Hello compiler community,

for me this is a sort-of first contact. If I should repost this somewhere else e.g. on zulip, call me out.

I am a maintainer over at yewstack/yew, and in the course of implementing a scheduler running updates for some generic library-internal datastructures, I've had the time to think about the monomorphisation á la rust vs. type erasure á la java/using void* in C/interface{} in go.

I've come up with a "blog post" describing a language extension that I think is suitable for type erasure in Rust, see this gist. It's not yet at the level for an RFC (not that I'd know the process of actually writing one), but I think the main idea is ripe enough for a discussion. Feel free to leave feedback, all spelling mistakes are mine.

I had some – I think (only skimmed your thing so far) – somewhat comparable ideas myself. Wrote a few notes about it here though that’s not really anything finished / in a good state intended for others to read. With that said, feel free to take a look anyway, if you like

I somehow came to the conclusion at the time that two different new levels of type-erased parameters would be needed. Fully polymorphic (like the ones you call dyn T AFAICT), and types that can contain fully polymorphic parameters but themselves have a known size, can be put on the stack and dropped. I’ll have to think about why exactly that was necessary in my opinion, but I remember it felt appropriate and perhaps even necessary at the time.

(One of) my main motivations was that I wanted to allow for polymorphic recursion. Other motivations would be better performance, and some form of support for generic methods in object-safe traits. I did not want to add anything magical yet, e.g. vtables for trait bounds and the like. Really, I think one of the most important things when getting started with a feature like this will be to create the smallest possible viable (useful) product first, and leave any convenience-functionality built on top for later. E.g. for vtables, I thought, you could as a first step just work with passing around function pointers^[1] manually (while type safety is ensured by the erased type parameters).

1. or perhaps even &dyn Fn(…)s ↩︎

There's ongoing work towards reducing monomorphizations automatically in MIR under "polymorphization." It's not immediately clear how much overlap there is, but it'd certainly be nice to have a guarantee of polymorphization.

This is at a high level an optimization that very code-size-concious containers can often do manually^[1] at cost of type safety, by the internals working over effectively *mut c_void and only reattaching typing as necessary.

However, it's necessary to reattach typing more often than you'd like, as you need a DynMetadata<dyn Sized> in order to get size information for ptr::copy and de/alloc. This means it's impossible to have a properly erased impl with phantom type-system-only typing, because it needs to have the Sized metadata to convert to &dyn Sized.

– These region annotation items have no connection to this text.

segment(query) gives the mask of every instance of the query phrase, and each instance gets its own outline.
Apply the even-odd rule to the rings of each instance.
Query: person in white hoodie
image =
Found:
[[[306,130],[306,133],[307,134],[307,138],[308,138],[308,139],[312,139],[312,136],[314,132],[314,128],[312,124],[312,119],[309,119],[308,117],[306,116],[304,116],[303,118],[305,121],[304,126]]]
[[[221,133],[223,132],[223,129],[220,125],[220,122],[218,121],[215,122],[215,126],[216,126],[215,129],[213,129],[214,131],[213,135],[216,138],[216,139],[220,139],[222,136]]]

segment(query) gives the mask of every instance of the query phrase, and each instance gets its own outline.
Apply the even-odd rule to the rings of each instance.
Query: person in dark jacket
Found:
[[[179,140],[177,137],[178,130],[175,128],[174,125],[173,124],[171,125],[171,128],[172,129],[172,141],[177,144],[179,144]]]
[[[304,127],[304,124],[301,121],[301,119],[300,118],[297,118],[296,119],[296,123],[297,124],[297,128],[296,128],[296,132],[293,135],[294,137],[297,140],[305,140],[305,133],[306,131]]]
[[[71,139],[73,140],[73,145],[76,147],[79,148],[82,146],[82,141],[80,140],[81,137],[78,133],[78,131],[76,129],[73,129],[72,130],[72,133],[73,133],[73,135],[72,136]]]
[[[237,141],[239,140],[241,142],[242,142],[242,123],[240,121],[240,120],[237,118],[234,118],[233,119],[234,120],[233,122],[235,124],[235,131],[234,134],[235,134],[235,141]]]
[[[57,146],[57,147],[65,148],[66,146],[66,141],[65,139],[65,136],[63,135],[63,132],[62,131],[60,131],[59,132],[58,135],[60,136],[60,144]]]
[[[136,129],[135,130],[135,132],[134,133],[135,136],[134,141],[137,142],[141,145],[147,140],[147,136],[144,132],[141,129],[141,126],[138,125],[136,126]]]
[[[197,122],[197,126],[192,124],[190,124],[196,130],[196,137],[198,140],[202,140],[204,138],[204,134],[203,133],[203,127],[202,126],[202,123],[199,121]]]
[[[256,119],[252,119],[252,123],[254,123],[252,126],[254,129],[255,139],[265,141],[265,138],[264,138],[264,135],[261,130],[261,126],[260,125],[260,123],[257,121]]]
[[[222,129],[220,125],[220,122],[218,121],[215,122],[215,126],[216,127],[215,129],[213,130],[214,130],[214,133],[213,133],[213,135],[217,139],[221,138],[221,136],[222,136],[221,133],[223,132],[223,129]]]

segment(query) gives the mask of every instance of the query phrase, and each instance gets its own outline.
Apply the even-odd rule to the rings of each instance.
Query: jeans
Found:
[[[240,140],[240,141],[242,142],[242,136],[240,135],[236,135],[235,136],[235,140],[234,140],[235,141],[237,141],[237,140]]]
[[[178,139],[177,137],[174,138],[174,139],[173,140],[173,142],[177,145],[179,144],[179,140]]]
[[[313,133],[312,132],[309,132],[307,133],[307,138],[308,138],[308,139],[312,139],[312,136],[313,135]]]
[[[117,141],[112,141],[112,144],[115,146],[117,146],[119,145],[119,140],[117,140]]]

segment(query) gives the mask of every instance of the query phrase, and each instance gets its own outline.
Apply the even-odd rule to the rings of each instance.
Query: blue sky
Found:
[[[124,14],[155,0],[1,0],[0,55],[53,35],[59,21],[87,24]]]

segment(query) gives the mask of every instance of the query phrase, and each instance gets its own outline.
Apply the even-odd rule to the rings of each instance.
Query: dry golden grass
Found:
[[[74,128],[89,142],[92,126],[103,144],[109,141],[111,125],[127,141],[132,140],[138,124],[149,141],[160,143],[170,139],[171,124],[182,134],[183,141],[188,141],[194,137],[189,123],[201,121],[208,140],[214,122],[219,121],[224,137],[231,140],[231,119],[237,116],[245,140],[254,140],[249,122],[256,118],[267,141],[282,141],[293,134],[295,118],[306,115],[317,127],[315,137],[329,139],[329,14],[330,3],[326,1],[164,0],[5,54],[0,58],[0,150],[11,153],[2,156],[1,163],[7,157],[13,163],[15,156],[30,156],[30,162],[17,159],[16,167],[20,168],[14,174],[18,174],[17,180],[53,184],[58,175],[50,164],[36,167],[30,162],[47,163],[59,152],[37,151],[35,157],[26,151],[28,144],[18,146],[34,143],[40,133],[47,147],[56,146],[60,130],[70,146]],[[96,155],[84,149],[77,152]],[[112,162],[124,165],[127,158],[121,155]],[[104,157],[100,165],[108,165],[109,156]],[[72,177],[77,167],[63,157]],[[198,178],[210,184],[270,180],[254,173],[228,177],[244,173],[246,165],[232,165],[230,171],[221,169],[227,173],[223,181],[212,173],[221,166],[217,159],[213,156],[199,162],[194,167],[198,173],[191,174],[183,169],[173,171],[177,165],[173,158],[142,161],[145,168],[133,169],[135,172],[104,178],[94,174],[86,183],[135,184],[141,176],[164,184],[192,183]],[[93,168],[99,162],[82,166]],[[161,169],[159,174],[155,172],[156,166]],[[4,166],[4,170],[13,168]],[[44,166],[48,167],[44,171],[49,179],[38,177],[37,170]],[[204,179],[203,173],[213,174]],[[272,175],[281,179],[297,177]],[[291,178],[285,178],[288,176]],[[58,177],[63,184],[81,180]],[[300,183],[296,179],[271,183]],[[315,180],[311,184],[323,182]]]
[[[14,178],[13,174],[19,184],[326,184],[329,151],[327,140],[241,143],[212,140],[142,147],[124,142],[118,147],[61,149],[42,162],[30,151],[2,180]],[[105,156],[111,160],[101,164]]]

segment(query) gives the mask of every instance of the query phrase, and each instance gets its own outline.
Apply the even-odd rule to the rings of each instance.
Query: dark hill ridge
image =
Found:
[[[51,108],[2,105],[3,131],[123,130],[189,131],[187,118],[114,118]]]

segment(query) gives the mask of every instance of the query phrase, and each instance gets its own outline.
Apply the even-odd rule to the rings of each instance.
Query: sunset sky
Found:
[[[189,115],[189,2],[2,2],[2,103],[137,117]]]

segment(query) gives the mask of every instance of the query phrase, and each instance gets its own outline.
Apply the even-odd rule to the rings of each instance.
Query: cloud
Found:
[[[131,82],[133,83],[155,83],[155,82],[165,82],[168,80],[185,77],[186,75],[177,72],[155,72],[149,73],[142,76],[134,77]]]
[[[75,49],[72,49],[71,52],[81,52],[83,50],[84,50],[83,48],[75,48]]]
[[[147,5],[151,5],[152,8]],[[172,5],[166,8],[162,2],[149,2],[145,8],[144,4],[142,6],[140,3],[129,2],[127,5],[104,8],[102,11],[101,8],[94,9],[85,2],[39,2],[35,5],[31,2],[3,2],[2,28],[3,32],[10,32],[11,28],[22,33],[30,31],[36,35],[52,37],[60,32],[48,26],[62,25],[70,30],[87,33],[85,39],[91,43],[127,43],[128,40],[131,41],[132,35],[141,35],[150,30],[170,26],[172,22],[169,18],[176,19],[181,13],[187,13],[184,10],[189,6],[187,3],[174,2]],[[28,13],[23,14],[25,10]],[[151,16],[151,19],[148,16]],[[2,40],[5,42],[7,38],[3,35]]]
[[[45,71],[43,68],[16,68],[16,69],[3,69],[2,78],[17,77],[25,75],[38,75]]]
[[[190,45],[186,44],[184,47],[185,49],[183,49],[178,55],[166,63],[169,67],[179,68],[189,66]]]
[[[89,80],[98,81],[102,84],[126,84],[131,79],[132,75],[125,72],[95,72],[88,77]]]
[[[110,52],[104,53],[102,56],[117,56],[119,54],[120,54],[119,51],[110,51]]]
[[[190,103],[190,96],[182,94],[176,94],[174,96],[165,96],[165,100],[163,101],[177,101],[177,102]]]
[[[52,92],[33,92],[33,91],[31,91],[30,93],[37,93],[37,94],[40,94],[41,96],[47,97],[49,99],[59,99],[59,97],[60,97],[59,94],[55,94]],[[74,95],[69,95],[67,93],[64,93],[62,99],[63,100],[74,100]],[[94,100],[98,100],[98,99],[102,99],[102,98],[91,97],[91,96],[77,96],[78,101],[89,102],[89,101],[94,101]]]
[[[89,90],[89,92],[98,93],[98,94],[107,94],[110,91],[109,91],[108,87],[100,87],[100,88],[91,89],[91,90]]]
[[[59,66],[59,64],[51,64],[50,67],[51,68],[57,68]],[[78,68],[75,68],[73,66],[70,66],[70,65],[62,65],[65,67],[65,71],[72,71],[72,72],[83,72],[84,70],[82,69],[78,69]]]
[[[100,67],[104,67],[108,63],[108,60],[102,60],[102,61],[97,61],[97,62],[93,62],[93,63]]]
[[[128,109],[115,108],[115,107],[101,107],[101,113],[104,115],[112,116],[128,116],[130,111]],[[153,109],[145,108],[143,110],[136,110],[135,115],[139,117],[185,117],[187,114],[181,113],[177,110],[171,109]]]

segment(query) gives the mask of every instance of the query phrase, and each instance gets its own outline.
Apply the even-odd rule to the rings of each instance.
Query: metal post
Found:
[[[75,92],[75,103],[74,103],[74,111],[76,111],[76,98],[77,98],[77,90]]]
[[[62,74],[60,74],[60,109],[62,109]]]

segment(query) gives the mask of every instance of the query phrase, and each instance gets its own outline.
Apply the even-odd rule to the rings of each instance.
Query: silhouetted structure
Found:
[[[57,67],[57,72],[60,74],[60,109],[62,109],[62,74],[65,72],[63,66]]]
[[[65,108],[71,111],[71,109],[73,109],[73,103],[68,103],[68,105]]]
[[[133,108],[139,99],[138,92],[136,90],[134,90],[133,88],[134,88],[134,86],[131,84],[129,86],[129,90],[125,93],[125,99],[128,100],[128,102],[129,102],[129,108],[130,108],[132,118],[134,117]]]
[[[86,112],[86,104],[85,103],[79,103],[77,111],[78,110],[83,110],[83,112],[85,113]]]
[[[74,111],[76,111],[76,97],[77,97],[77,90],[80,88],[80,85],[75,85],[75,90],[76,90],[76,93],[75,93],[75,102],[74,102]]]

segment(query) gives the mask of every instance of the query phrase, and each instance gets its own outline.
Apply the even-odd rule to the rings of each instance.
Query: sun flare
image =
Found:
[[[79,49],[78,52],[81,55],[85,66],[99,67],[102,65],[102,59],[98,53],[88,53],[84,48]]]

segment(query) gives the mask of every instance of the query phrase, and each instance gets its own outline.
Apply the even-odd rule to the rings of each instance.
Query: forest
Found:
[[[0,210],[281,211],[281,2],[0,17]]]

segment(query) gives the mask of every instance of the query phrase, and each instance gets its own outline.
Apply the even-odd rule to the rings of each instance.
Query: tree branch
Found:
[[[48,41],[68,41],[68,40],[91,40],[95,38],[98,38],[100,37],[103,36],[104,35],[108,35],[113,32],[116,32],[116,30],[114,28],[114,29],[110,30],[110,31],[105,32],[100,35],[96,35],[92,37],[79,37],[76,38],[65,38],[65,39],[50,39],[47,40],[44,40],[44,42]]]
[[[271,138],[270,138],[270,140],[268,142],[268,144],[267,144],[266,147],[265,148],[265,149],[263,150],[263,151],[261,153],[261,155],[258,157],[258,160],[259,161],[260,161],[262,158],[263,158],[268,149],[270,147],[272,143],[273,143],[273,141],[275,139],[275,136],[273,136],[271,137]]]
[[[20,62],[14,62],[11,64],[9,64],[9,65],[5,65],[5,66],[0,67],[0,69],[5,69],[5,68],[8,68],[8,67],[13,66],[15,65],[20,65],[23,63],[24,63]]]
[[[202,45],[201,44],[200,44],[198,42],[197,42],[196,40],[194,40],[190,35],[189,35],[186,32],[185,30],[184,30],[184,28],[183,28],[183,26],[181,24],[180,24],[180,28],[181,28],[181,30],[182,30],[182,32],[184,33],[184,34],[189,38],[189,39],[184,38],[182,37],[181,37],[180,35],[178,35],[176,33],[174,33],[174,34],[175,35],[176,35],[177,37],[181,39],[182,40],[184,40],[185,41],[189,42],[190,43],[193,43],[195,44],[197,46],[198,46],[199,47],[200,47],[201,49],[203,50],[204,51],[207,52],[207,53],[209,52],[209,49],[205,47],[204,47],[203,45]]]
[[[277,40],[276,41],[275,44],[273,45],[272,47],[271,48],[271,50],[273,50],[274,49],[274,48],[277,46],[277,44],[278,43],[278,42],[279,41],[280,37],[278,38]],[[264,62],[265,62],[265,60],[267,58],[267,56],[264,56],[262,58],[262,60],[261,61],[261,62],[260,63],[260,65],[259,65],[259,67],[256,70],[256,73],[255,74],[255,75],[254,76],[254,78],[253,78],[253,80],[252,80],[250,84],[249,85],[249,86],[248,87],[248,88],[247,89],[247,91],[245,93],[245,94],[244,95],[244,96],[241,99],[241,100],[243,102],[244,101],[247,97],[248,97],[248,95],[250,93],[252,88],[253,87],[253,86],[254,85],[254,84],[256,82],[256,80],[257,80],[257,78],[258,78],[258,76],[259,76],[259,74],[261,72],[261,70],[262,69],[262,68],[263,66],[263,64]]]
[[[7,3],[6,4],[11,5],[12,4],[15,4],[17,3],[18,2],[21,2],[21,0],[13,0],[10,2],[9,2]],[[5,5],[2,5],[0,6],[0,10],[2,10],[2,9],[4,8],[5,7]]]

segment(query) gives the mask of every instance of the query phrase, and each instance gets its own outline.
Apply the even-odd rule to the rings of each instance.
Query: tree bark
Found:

I don't think it's necessary/possible for types to be generic over a ghost type. Rather, we'd have

struct Box<T>(…);
impl<dyn T: ?Sized> Deref for Box<T> { … }
impl<T: ?Sized> Drop for Box<T> { … }

that is, using guaranteed phantom polymorphism is a property of the impl, not the struct.

I also worry that while dyn is appropriate here, using it will degrade the purpose of switching to requiring dyn as it marking a difference between known generic types and trait object types.

I also worry that the cost of devirtualization through the polymorophic middle may counteract some of the benefit of phantom typing.

In general, though, I absolutely support at least the ability to have (&Opaque, Metadata<T>) and polymorphize this but still maintain a typesafe impl and generic API. I personally would limit the automatic support to fully-erased-phantom-typed types to limit scope (requiring use of a trait to pass in a Metadata<T> to reconstruct &dyn Trait), but I can see the benefits of either approach; requiring the explicit elaboration of providing the pointee metadata allows the developer to control when/how it's provided, though.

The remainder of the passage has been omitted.